Dec 15, 2010 06:12
Four in the morning-as I write the words. After dragging my procrastinating clay feet through the muck of revisions, I have tossed myself into bed. Atop a mound of sundry novels and my own drafts, which caps my microwave like a stout and foolish hat, is a mug of gut-puckering instant coffee. The tablespoon sticks out at an acute angle from its ceramic lip, and the handle curls in a perfect C. Heavily patterned baroque music winds in the background, and I have long been attacking my poems for this final portfolio.
Unlike prose, poetry is like making a doll. A small, independent miniature. Poems are just as living, if not more vivacious, than prose, but poems fit in spaces narratives are too wide to. Thus, I feel dreadful that some poems take two whole pages to get to their aesthetic punchlines. I am neither Eliot nor Homer, these trains of conjunctions and scenes are better busted up, individually tinkered with. That is, I really ought to tear down this statue of an impossible Moloch and make lesser gods from the debris.

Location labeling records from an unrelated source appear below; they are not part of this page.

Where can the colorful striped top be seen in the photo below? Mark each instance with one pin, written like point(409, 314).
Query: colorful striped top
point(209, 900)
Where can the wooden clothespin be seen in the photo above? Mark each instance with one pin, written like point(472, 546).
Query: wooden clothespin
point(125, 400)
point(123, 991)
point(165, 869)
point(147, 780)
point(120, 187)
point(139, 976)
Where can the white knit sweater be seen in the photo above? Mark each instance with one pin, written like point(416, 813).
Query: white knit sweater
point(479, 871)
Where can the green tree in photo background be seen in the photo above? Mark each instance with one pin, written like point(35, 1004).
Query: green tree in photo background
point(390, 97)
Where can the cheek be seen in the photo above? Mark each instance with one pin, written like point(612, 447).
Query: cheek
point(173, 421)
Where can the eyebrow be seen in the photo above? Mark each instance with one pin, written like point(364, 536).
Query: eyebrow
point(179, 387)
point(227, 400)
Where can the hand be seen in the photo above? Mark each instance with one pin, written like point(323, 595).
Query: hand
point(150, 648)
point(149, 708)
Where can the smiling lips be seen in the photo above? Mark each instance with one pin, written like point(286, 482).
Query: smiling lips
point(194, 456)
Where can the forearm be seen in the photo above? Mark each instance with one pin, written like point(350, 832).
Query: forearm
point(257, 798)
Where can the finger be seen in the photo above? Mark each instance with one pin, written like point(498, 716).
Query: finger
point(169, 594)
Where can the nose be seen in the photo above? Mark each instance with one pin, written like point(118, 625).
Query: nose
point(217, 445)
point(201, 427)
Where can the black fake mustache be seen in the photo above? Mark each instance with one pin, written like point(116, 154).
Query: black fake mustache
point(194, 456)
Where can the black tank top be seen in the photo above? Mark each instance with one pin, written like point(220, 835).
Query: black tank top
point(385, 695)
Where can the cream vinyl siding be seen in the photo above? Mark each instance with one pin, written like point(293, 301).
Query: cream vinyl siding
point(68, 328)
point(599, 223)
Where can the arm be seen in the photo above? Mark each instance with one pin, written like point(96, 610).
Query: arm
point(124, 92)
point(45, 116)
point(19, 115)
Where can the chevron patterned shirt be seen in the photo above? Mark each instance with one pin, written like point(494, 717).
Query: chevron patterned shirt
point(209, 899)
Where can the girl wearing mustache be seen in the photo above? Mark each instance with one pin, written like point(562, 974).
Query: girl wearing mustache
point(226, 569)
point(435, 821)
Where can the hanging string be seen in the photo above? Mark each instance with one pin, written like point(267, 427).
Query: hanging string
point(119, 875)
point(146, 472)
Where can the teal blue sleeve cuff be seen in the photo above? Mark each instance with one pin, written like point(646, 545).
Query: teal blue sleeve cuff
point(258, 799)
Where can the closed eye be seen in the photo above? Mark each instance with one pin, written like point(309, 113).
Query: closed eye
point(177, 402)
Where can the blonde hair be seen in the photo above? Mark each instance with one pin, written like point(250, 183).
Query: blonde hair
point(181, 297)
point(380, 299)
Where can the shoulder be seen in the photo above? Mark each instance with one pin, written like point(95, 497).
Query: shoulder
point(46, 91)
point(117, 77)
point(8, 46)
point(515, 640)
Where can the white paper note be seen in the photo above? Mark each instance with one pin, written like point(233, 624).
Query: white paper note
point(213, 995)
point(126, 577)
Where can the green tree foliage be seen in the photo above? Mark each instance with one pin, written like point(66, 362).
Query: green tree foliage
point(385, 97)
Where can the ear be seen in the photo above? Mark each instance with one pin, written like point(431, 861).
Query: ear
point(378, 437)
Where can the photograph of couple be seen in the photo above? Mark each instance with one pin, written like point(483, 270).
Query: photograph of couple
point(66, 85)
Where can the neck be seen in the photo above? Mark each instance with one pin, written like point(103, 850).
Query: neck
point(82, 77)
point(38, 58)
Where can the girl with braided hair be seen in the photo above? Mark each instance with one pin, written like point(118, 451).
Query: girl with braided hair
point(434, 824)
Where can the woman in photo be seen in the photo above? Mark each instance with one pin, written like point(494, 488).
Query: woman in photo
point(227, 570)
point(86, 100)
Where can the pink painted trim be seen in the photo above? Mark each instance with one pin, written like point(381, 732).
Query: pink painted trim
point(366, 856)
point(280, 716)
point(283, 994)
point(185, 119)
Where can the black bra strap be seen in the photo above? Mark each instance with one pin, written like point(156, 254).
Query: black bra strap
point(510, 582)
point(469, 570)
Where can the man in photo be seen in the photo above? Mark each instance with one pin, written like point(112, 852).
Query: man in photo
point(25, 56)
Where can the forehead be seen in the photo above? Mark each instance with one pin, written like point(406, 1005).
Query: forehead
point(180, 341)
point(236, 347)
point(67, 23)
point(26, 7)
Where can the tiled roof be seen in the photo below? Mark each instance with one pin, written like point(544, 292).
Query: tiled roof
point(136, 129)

Poetry should "delight and instruct." Which English nobleman said that? Or was it one of the Romantics?
"A hot neutrality begs me to believe/I have nothing to say," not a perfect line, but it the enjambment is nice...
Now and again I bring the mug to my lips, taking in pygmy rivulets of java. Then I place the cup on its perch once more. Next I peck at the keys, peck at my poems, peck at my essays, peck at my paragraphs.
I sip, and I peck. I sip, and I peck.
And all this from within the confines of my bed, now sheathed in sheets of paper like scales of white armor. This reclined position recalls so many mornings spent hurrying assignments into words. I would like to believe that I carry my essays in my head whole. I am flattered to admit that I perhaps do most of my thinking on paper, by the skin of my pen, as if it were. Or more accurately, by the skin of my fingers.
Soon, this moment will be through. This moment, I am aware is built of other moments, some which will overlap with the moments following. Albeit, a whole other chapter is promised in by the silence of the academic calendar. For a month a variety of liberty will be permitted.
This poetry class has reawakened something.
This semester has undone something else.
This poetry class has undone something.
This semester has reawakened something else.